Consider this scenario, coming to a future near you, someone calls in a suspect with a gun, the police respond, once they find the suspect they release a small threat assessment drone. The drone circles the subject from a distance to determine risk. Does he really have a gun? Does this person seem distressed? What is the overall threat assessment? Are there other people at risk? Are they willing to comply with the instructions? Do they speak english? Are they agitated like other suspects the drone networks have seen? Even with all of their training and experience, you cannot remove emotion from the human response. This drone, with today's technology, will beat a human reviewing the same video footage on response time and accuracy. A big bonus here is the drone is not emotionally invested in its continued existence. Therefore, the suspect can shoot and terminate the drone, and the drone doesn't care (yet… hahaha, j/k). The police, now out of harms way, are able to think logically instead of emotionally. No more rash decisions. I have the utmost respect for individuals that risk their lives every day trying to protect us.
Speech recognition has been something that humans have desired for decades. There are so many applications using dictation to write emails or take notes, voice-driven commands for a smart home or device, etc… The most familiar voice recognition systems right now might be Apple's Siri or Amazon's Echo. Having been involved myself with speech vendor selection and research, I have seen an industry being torn in two. On one side you have industry experts, they have attended the best colleges and programs in the world, and have spent the last 1-2 decades researching speech. On the other hand you have deep learning experts that really don't care about what the first group has done. They only care more about improving their deep net architectures.

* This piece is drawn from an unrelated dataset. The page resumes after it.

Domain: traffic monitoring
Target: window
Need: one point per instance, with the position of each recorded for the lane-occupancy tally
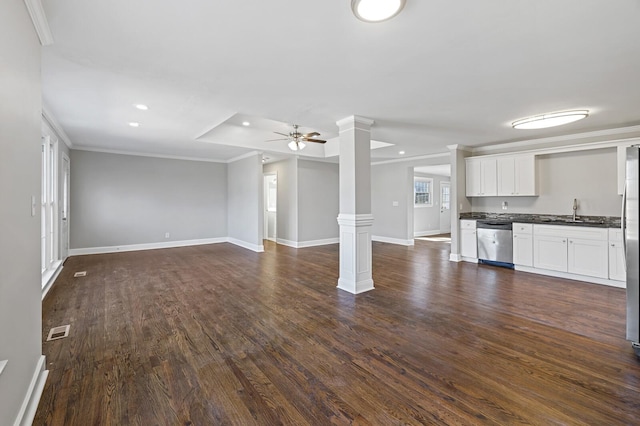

It seems the first group of "classical" experts resists the idea that their decades of research (they really are the smartest humans) could suddenly become worthless, I would too. Today, August 6th, 2016, if you were going to set out and build the most powerful speech recognition system the world has even seen, you would be a fool to hire a single speech expert. A little harsh? Maybe. In a year or two you may see I'm right. Instead, you would hire a young kid who was an expert in LSTM, CTC, CNN, ResNets, GPUs, and distributed computing. Besides deep-learning, the other talent I would consider on this speech dream team, would be signal processing experts that understand FFT, spectrograms, wavelets, etc.. no speech experience required.
General Conclusion (WHY?)
So what does the human expert lack? Why can the world's best experts be beaten using subject naive methods? A human can't weigh historical observations fairly, they put too much weight on experience A and not enough on experience B. A human is also limited to their own personal experience and wisdom, where a computer can learn from more data than a human can see in a lifetime (medical imaging being a great one). Lastly, a computer can overtake a human expert's ability to experiment, do feature discovery, and validate new ideas.